By Jonathan Cable
LONDON (Reuters) – The Bank of England will cut its benchmark interest rate to 5% next week, a majority of economists said in a Reuters poll. With inflation expected to fluctuate around the target, it will adopt a slow and steady course of reductions and make another cut this year.
However, the markets are only calculating a 45 percent probability of a rate cut and several economists declined to comment on whether the first rate cut would take place in August or September.
The benchmark interest rate has been at a 16-year high of 5.25% since last August. The BoE was one of the first central banks to start raising borrowing costs after the COVID-19 pandemic and is now considering easing policy, like its peers.
More than 80 percent of economists (49 out of 60) in the July 18-24 survey said the bank would cut rates to 5 percent on August 1. However, a similar sample of respondents in a June survey were more likely to believe a rate cut would occur next week: 97 percent predicted it would happen that day.
The bank will publish its quarterly monetary policy report together with the interest rate announcement next week and hold a press conference.

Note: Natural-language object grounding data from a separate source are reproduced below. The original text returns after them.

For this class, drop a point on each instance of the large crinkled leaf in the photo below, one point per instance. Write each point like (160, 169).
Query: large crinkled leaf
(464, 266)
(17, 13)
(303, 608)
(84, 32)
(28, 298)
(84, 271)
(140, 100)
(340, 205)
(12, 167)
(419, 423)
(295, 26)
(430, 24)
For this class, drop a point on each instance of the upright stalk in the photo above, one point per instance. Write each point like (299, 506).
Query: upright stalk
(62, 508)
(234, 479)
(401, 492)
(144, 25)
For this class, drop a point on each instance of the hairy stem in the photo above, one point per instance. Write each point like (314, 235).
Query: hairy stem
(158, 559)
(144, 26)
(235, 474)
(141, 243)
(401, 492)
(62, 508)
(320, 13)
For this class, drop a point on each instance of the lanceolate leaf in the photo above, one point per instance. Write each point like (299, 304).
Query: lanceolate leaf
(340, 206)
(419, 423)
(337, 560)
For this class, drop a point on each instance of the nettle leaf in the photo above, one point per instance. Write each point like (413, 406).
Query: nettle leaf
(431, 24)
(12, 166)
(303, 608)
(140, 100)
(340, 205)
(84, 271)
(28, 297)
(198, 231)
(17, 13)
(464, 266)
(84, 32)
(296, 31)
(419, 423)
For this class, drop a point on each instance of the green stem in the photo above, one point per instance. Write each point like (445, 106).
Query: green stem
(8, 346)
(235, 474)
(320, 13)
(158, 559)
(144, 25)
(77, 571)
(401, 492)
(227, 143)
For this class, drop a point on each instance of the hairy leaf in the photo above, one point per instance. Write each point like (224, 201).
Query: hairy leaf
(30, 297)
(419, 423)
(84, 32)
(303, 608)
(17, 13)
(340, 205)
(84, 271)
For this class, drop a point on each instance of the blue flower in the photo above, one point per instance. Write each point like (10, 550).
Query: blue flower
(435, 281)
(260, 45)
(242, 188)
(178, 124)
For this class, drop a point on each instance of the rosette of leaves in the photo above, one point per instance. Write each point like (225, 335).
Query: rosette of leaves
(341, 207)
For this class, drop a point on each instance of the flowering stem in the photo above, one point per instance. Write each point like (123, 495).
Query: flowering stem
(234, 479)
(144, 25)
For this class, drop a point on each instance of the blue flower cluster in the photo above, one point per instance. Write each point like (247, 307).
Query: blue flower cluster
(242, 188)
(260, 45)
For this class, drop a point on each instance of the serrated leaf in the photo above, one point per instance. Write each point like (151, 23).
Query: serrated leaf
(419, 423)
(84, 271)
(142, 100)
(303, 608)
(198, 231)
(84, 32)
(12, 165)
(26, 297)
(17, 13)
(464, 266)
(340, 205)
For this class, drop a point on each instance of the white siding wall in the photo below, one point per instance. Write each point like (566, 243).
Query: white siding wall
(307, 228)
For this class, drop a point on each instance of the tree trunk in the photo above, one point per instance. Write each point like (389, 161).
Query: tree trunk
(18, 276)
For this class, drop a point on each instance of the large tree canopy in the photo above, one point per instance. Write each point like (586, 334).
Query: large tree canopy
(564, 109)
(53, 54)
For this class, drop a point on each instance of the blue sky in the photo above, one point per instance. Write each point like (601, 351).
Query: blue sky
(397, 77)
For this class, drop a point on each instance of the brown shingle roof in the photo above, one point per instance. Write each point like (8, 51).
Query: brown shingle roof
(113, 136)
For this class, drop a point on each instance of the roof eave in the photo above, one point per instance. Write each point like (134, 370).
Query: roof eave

“We expect a 25 basis point rate cut at next week’s meeting, although this seems much closer than it did a few weeks ago. The case for lower rates is far from clear,” noted Allan Monks of JP Morgan.
“If interest rates are cut in August, it is likely to happen by a narrow margin of 5 to 4.”
In June, the interest rate-setting Monetary Policy Committee voted 7-2 to leave the benchmark interest rate unchanged, but some members said their thinking was now “balanced.”
A rate cut in August would put the BoE ahead of the US Federal Reserve, which is expected to wait until September, but behind the European Central Bank, which made its first rate cut in June and, although it paused this month, said September was “completely open”.
UK inflation came in at 2% in June – the Bank’s target – but fell short of forecasts of a slight decline. Although wages rose slightly more slowly, they still rose at a pace that would normally be too strong for the Bank to handle, and markets reduced bets on a move in August.
In the three months to May, wages rose by 5.7 percent year-on-year, almost twice as much as would be consistent with the BoE’s inflation target of two percent.
Nevertheless, inflation was expected to remain relatively moderate and close to target until 2025.
BREATHING PAUSE
After the August cut, the bank will pause in September before cutting the key interest rate by 25 basis points in November, setting it at 4.75%, median forecasts showed. It will take another breather in December.
When asked what was more likely regarding their forecasts for the end of 2024, 77% of respondents (or 17 out of 22) answered a follow-up question that the key interest rate would be higher than expected.
Next year will see a similar slow and steady pace, with cuts of 25 basis points in the first and second quarters, 50 in the third and 25 in the fourth, to bring the policy rate down to 3.50% by the end of 2025.
“A rate cut of 25 basis points is basically a quarter. A very gradual trend towards the point where we suspect the end point and the neutral interest rate, which is just under 3 percent,” said Sanjay Raja of Deutsche Bank.
“We will reach that point in the summer of 2026. So it is a very long cycle of interest rate cuts towards a neutral policy.”
The growth path will also be stable – forecasts suggest that the economy will grow by 0.3 percent each quarter until the end of 2025.
GDP growth will increase by 0.8 percent this year before picking up to 1.3 percent next year, slightly stronger than expected in June.